Property prices in the UK have been falling for some time now. I think this means there’s a great opportunity for investors looking for passive income.
According to a report earlier this week, 60% of houses priced below £500,000 have been selling for less than their asking prices. But it’s not the housing market that’s catching my eye at the moment.
Warehouses
The warehouse industry has been hit hardest by the recent declines. As a result, I think there are some incredible opportunities in real estate investment trusts (REITs) in this sector.
REITs are required to distribute 90% of their rental income to shareholders. This means that they can’t use the cash they generate to fund acquisitions, making them reliant on debt.
As a result, rising interest rates have been causing real estate prices to fall. As borrowing to fund purchases becomes more expensive, demand in the property market subsides.
This is especially true of industrial properties, where demand was previously strong. In 2021, investors spent over £18bn purchasing warehouses in order to benefit from the rise in e-commerce.
Now that the tide has turned, REITs that own warehouses and distribution centres are finding the value of their assets falling. The bubble in industrial properties appears to have burst.
As a result, share prices have been tumbling. Over the last 12 months, shares in Segro have fallen by 35%, making it one of the worst-performing stocks in the FTSE 100.
Investment returns
I think the sell-off in UK warehouse REITs is missing an important point, though. Even with rising interest rates weighing on prices, there are good returns on offer for passive income investors.
Despite prices falling, the amount of warehouse space leased in the UK actually increased in 2022. And the rental income from industrial properties grew faster than other real estate sectors.
I’m reminded here of Warren Buffett’s advice. What matters for an investment return isn’t what happens to the price of the asset, but how much cash the business generates.
Buffett points out that someone who owned a business privately wouldn’t get a quote on how much they could sell their business for every day. Instead, they’d look at how the business was doing.
In general, despite their share prices falling, REITs focused on warehouses are generating good returns. This makes them attractive at today’s prices.
I particularly like Warehouse REIT as an investment opportunity in this sector.

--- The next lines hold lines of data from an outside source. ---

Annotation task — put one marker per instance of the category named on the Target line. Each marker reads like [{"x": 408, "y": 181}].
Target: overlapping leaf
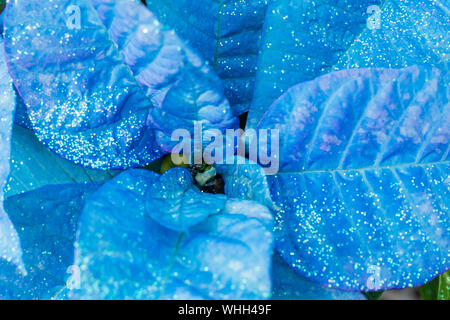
[
  {"x": 227, "y": 33},
  {"x": 287, "y": 285},
  {"x": 303, "y": 39},
  {"x": 363, "y": 187},
  {"x": 125, "y": 251},
  {"x": 9, "y": 242},
  {"x": 90, "y": 72},
  {"x": 34, "y": 166},
  {"x": 46, "y": 220}
]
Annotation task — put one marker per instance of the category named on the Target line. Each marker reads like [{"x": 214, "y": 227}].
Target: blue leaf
[
  {"x": 125, "y": 251},
  {"x": 287, "y": 285},
  {"x": 363, "y": 187},
  {"x": 177, "y": 204},
  {"x": 46, "y": 220},
  {"x": 109, "y": 66},
  {"x": 21, "y": 115},
  {"x": 303, "y": 39},
  {"x": 226, "y": 33},
  {"x": 245, "y": 180},
  {"x": 34, "y": 166},
  {"x": 9, "y": 242},
  {"x": 1, "y": 22}
]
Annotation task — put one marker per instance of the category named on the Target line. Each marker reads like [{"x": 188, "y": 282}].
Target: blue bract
[
  {"x": 9, "y": 241},
  {"x": 34, "y": 166},
  {"x": 363, "y": 187},
  {"x": 46, "y": 220},
  {"x": 305, "y": 39},
  {"x": 126, "y": 247},
  {"x": 91, "y": 72},
  {"x": 226, "y": 33},
  {"x": 287, "y": 285}
]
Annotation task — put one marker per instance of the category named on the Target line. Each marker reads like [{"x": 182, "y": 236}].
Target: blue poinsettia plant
[{"x": 257, "y": 149}]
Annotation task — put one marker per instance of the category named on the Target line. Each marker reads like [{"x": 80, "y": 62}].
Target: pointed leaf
[
  {"x": 303, "y": 39},
  {"x": 287, "y": 285},
  {"x": 363, "y": 187},
  {"x": 46, "y": 220},
  {"x": 9, "y": 242},
  {"x": 125, "y": 251},
  {"x": 226, "y": 33},
  {"x": 245, "y": 180}
]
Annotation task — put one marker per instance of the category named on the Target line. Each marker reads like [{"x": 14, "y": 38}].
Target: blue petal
[
  {"x": 34, "y": 166},
  {"x": 287, "y": 285},
  {"x": 363, "y": 187},
  {"x": 226, "y": 33},
  {"x": 177, "y": 204},
  {"x": 124, "y": 252},
  {"x": 21, "y": 116},
  {"x": 1, "y": 21},
  {"x": 181, "y": 86},
  {"x": 9, "y": 241},
  {"x": 245, "y": 179},
  {"x": 46, "y": 220},
  {"x": 89, "y": 97},
  {"x": 305, "y": 39}
]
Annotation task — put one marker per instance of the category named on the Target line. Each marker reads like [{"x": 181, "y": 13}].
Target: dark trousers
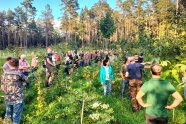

As the name suggests, its portfolio is entirely focused on industrial properties.
Over the last 12 months, the stock is down around 35%. But the company’s most recent trading update looked reasonably strong to me.
Rental income was up 3% and adjusted EBITDA increased by 7%. Management also announced an increase to the dividend, which currently yields around 6.5%.
To me, this looks like the kind of opportunity that doesn’t come around often. The rise of e-commerce has meant that the price of industrial real estate was inflated, but I think now is the time to make a move.
I’m expecting interest rates to rise further, which creates a risk for the value of the company’s portfolio. But the outlook for this stock looks promising from a passive income perspective.